5. Exploiter la carte de la diversité

Enfin, la banque doit faire face à deux enjeux sociétaux importants :

– d'une part, la maîtrise des codes d’une clientèle mais aussi d’un corps social représentatifs de l’immense diversité de notre société, une diversité générationnelle, culturelle, religieuse, ethnique, sociale et de genre de plus en plus affirmée ;

– d'autre part, la présence nécessaire dans les territoires reculés ou dits défavorisés pour avoir accès à une autre clientèle.

Afin de répondre à ces enjeux, les banques ont pris à bras-le-corps l’intégration des minorités culturelles dans le cadre de leur politique de recrutement, notamment dans les activités de réseau. Là encore, le manager apporte une contribution essentielle : la maîtrise de l’inclusion devient donc fondamentale afin d’apprendre à tirer parti du meilleur de la diversité dans son ensemble malgré les différences.

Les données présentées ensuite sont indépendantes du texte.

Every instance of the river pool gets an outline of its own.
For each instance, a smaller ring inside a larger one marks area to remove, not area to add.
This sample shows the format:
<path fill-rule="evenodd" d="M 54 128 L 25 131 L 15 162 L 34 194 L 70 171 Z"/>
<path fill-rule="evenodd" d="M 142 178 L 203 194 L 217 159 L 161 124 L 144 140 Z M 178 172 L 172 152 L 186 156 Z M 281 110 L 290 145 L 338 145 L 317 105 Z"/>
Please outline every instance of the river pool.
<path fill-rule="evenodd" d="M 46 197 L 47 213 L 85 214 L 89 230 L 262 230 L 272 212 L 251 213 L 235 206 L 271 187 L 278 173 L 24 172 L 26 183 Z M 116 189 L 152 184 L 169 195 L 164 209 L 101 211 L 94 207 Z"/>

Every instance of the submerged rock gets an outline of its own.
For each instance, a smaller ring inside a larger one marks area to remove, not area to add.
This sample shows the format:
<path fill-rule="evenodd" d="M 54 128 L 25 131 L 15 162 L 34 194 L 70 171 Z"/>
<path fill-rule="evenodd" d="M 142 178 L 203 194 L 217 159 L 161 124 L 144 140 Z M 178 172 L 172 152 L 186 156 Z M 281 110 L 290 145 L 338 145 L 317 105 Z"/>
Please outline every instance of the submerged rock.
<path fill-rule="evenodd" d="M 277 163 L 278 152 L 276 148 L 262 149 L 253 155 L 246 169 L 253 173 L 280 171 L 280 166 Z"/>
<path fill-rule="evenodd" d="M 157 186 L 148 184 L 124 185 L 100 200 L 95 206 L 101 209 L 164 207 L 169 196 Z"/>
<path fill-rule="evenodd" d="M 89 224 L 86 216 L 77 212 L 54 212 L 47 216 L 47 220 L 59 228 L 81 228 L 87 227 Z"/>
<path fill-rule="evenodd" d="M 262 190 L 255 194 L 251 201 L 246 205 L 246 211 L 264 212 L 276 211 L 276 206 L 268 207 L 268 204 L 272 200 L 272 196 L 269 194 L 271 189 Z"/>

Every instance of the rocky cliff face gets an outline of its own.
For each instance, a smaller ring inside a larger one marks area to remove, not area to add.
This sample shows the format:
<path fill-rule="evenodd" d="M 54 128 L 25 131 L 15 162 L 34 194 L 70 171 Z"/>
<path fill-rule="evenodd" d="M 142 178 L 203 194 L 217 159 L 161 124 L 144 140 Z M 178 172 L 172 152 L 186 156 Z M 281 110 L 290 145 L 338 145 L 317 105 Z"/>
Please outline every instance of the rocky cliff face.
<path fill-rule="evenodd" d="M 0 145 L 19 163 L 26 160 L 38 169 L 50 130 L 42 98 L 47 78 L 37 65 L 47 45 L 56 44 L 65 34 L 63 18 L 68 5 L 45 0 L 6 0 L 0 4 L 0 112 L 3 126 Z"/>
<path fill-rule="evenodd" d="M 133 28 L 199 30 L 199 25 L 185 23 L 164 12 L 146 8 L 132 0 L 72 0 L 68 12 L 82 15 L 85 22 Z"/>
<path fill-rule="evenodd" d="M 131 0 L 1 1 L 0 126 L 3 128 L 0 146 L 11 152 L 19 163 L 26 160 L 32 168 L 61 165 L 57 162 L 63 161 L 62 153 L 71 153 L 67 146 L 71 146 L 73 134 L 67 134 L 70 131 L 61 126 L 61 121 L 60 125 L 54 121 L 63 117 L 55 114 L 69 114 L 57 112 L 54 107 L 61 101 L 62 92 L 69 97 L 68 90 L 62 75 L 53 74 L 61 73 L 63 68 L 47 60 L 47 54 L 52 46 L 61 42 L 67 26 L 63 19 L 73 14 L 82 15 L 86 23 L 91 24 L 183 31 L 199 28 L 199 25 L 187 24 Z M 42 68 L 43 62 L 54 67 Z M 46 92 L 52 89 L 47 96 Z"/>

6. Démontrer sa capacité à se transformer de manière responsable

Après avoir profité des effets du papy-boom en 2007-2008, le secteur bancaire a dû trouver d’autres solutions sociales pour faire évoluer la capacité de production RH. Il s'agit de solutions responsables ne mettant pas à mal l’image de l’institution ni le lien de confiance avec les collaborateurs : les employeurs favorisent désormais le volontariat en mobilité dans leur politique d’adaptation des ressources.